Source apportionment of carbonaceous aerosols
The most ubiquitous particles in the atmosphere - and hence the potentially most detrimental ones - are those containing carbonaceous species. The latter are traditionally divided into two fractions: whereas Organic Carbon (OC) contains the most volatile, least light-absorbing carbonaceous components, Elemental Carbon (EC) encompasses the most refractory and most light-absorbing ones (see Figure 1). Due to their different physical and chemical properties,these two fractions influence the environment in very different ways. Therefore, gaining knowledge about the specific origins of each fraction is required to implement efficient abatement strategies and understand more precisely how the different sources of carbonaceous particles may influence climate.
Several techniques are addressed to achieve this goal: Radiocarbon (also called 14C) is a powerful tool to carry out such source apportionment studies. With a half-life of 5730 years, this radioactive isotopeof carbon has totally decayed in fossil fuels, which means that sources like vehicle exhausts or industry releases emit 14C-free carbonaceous aerosols. On the contrary, non-fossil sources (such as wood burning or biogenic emissions) contain radiocarbon on levels that can be estimated. Therefore, measuring the 14C content of OC and EC provides useful information about the origins of each fraction.

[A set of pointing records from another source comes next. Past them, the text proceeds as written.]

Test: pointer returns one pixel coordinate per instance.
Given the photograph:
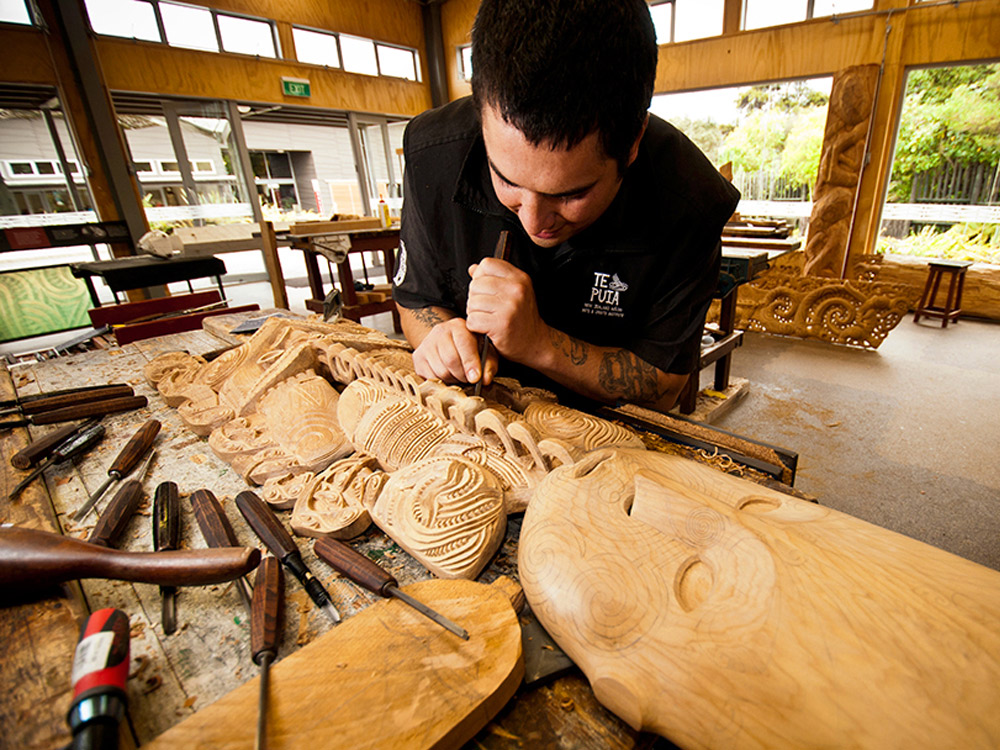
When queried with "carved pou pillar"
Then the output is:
(840, 165)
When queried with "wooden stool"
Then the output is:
(953, 304)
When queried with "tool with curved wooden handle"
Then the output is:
(31, 559)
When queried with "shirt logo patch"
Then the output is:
(401, 267)
(605, 296)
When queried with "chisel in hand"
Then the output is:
(369, 574)
(74, 446)
(166, 536)
(130, 455)
(277, 539)
(218, 532)
(499, 252)
(265, 632)
(120, 510)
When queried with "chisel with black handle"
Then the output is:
(120, 510)
(218, 532)
(166, 536)
(125, 461)
(266, 525)
(30, 559)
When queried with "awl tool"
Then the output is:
(120, 510)
(266, 525)
(265, 632)
(71, 448)
(62, 399)
(367, 573)
(166, 536)
(39, 450)
(218, 532)
(499, 252)
(130, 455)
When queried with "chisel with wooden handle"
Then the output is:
(51, 401)
(127, 458)
(218, 532)
(277, 539)
(80, 411)
(120, 510)
(369, 574)
(30, 559)
(265, 632)
(166, 536)
(39, 450)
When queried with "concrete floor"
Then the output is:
(906, 437)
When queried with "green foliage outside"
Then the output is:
(950, 116)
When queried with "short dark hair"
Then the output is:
(558, 70)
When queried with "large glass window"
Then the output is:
(359, 55)
(246, 36)
(944, 194)
(316, 47)
(132, 19)
(190, 27)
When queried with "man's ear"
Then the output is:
(635, 146)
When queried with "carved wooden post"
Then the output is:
(839, 170)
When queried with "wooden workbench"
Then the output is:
(174, 676)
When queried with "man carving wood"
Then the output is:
(614, 216)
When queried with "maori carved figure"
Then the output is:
(446, 511)
(839, 169)
(334, 502)
(722, 614)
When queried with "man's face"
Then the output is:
(555, 193)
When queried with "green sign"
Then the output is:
(295, 87)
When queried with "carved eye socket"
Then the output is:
(758, 504)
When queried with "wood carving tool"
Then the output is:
(80, 411)
(120, 510)
(30, 559)
(277, 539)
(39, 450)
(265, 632)
(369, 574)
(499, 252)
(69, 449)
(218, 532)
(127, 458)
(60, 399)
(166, 536)
(100, 669)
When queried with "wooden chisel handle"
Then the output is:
(76, 399)
(42, 448)
(92, 409)
(116, 516)
(30, 559)
(135, 449)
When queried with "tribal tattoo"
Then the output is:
(629, 377)
(568, 346)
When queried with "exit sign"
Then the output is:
(295, 87)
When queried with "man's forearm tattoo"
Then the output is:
(568, 346)
(629, 377)
(428, 316)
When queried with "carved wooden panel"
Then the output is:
(722, 614)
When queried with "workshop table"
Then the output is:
(173, 676)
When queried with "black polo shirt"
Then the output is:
(640, 277)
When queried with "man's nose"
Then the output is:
(535, 213)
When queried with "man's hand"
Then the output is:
(502, 306)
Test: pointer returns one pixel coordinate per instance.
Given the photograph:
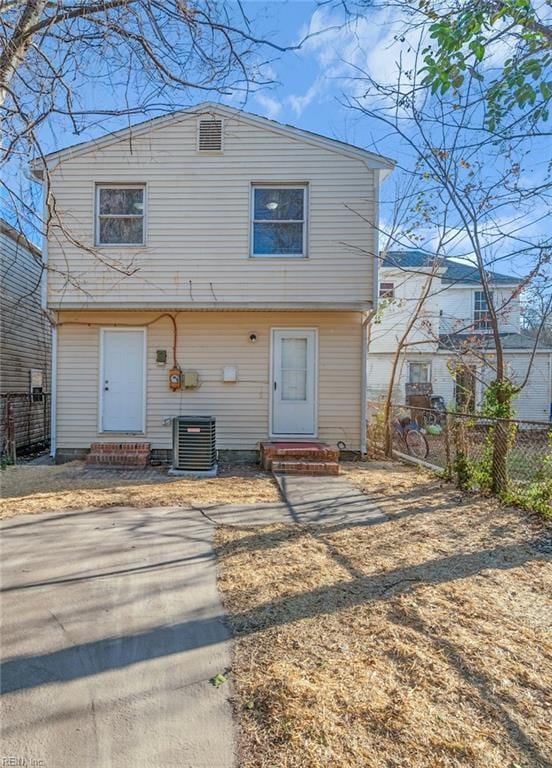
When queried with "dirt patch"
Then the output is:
(28, 489)
(422, 641)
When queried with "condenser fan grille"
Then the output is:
(194, 443)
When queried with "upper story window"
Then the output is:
(120, 214)
(419, 373)
(481, 318)
(387, 291)
(278, 225)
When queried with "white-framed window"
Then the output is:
(419, 372)
(279, 220)
(481, 311)
(120, 214)
(387, 291)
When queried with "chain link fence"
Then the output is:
(472, 449)
(24, 423)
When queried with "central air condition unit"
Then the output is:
(194, 446)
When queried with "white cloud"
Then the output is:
(348, 50)
(271, 107)
(300, 103)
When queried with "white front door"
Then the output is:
(294, 382)
(122, 380)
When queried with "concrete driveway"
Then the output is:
(112, 629)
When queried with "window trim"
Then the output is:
(478, 324)
(419, 362)
(97, 215)
(304, 221)
(392, 289)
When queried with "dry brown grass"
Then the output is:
(29, 489)
(421, 642)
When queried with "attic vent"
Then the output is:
(210, 135)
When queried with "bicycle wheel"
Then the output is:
(416, 444)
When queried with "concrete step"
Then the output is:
(304, 467)
(119, 455)
(298, 451)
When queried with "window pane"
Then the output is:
(274, 203)
(294, 354)
(387, 290)
(294, 369)
(419, 373)
(294, 385)
(121, 230)
(278, 238)
(122, 202)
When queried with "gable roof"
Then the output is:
(453, 271)
(19, 238)
(372, 160)
(510, 341)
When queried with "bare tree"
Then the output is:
(85, 66)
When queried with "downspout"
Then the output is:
(367, 319)
(53, 395)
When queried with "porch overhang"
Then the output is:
(219, 306)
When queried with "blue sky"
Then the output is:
(309, 85)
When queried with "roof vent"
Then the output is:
(210, 134)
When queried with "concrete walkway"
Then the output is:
(307, 500)
(113, 628)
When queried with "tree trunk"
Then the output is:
(17, 46)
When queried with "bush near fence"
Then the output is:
(460, 445)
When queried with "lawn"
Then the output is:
(420, 642)
(27, 488)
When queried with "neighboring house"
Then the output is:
(454, 318)
(225, 245)
(24, 345)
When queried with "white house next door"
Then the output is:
(294, 382)
(122, 380)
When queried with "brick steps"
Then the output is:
(119, 455)
(300, 458)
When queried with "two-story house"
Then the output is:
(211, 262)
(450, 345)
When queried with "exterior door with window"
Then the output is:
(122, 383)
(294, 382)
(465, 388)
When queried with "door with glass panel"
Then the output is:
(294, 382)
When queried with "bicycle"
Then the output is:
(411, 436)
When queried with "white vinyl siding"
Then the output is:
(279, 220)
(198, 223)
(207, 342)
(419, 372)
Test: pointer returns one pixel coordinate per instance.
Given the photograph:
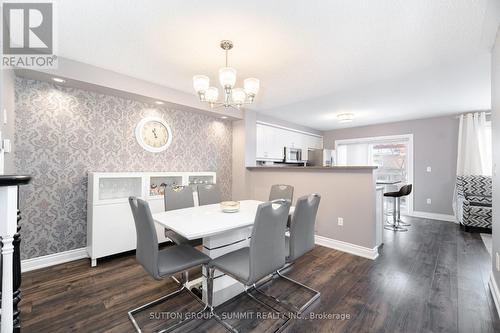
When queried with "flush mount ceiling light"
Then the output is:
(233, 97)
(345, 117)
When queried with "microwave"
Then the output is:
(293, 155)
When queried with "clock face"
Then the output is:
(153, 134)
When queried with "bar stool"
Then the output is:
(397, 224)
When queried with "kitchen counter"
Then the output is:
(334, 168)
(348, 194)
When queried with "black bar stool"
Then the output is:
(397, 224)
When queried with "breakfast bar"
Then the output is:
(350, 217)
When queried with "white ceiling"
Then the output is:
(383, 60)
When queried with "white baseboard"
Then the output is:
(53, 259)
(361, 251)
(434, 216)
(494, 291)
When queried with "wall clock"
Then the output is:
(153, 134)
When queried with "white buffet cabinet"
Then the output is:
(272, 139)
(110, 225)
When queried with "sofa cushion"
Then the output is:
(480, 211)
(477, 185)
(479, 200)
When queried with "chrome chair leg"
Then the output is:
(401, 222)
(183, 287)
(395, 226)
(210, 289)
(219, 319)
(287, 305)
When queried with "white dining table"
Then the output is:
(221, 233)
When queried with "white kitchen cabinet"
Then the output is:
(110, 225)
(272, 139)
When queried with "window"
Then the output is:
(392, 154)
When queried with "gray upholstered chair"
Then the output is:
(164, 263)
(177, 198)
(280, 191)
(300, 241)
(266, 253)
(208, 194)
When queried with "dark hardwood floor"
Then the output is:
(433, 278)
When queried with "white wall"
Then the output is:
(7, 84)
(495, 118)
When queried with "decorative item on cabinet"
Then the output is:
(110, 225)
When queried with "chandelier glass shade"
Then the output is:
(231, 97)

Levoglucosan is an anhydro sugar molecule that is formed during combustion of cellulose above 300 °C. It is fairly stable in the atmosphere and can be measured with gas chromatography – mass spectrometry. Levoglucosan is thus a suitable tracer for biomass combustion aerosol. Biomass combustion aerosols are also thought to be strongly light absorbing in the ultraviolet region of the electromagnetic spectrum. Vehicle generated aerosols are on the other hand not expected to show this characteristics. By measuring light absorption in several wavelengths it is thus possible to separate biomass combustion aerosols from vehicle generated aerosols.
This project addresses three questions:
- How to separate optimally EC and OC for individual 14C measurements of each fraction? Separation techniques can rely on the difference in thermal or chemical refractivity of each fraction. However, two pitfalls have to be avoided, namely the charring of OC to EC during thermal treatments, as well as the early removal of EC with OC occurring with some thermal or chemical procedures. Minimising these two artefacts is of crucial importance to achieve reliable 14C-based source apportionment.
- Can the above presented 14C source apportionment technique be biased by releases of 14C-enriched aerosols from "hot" sources such as research laboratories, medical industries or nuclear power plants? To address this question, aerosol samplings will be performed around potential radiocarbon-emitting installations.
- What is the relative contribution of biomass combustion and fossil fuel combustion to the carbonaceous aerosol? In this project we will utilize 14C, levoglucosan and the light absorbing properties of the aerosols.